Who Will Deliver Me?
Many Christians have an easier time relating to the struggle of Romans 7 than the victory of Romans 8. Following are some excerpts from personal stories that have appeared in The Intercessor through the years which express the personal struggle of the writers–and the freedom they began to experience as they moved into the truth that “the law of the spirit of life in Christ Jesus has set me free from the law of sin and death.”
TRAPPED IN THE LIE
The Problem
My ongoing problem was how I continued to see myself. I believed a lie about myself which began way back in my early years of life. (It is the same lie presented by Satan to Adam and Eve in the Garden, and all people thereafter!) The same lie I believed when I was actively rebelling is the same lie that has kept me sick even in recovery. This is the lie: I thought I was an “Independent I,” apart from God. I thought “I” had to change; I thought “I” was worse than others; I thought “I” was better than others; I thought “I” was bad at things; I thought I was good at things; I thought “I” should be able to do what “I” wanted; I thought “I” was hopeless and on and on. This same lie has kept me in bondage. When I believe I am just a “self,” independent of Christ, then I think “I” deserve all the credit for the good, and all the condemnation for the had. This lie comes straight from Satan, who wants to keep me (and any other Christian) blinded from the true light that Christ’s Spirit is joined to my spirit.
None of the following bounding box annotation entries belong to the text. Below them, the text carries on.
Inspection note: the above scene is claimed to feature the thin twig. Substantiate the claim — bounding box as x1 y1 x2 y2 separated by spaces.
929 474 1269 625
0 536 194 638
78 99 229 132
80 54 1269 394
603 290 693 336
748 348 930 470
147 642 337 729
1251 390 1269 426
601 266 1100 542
A most noticeable area was my behavior towards my close friends, who see me not as “just me,” but as Christ/I. But, I was deceived into believing that I am “just me.” I suddenly had more and more to protect. My friends were honest while I was dishonest, and I’d often be scared I’d be in trouble if anyone knew this. I also had secrets, many from my past which I did not want to admit to others or myself. I didn’t want to admit how bad “I” really was. I was also medicating with food and busyness to escape my feelings. Thankfully, my friends, because they see me as Christ/I, knew something was wrong.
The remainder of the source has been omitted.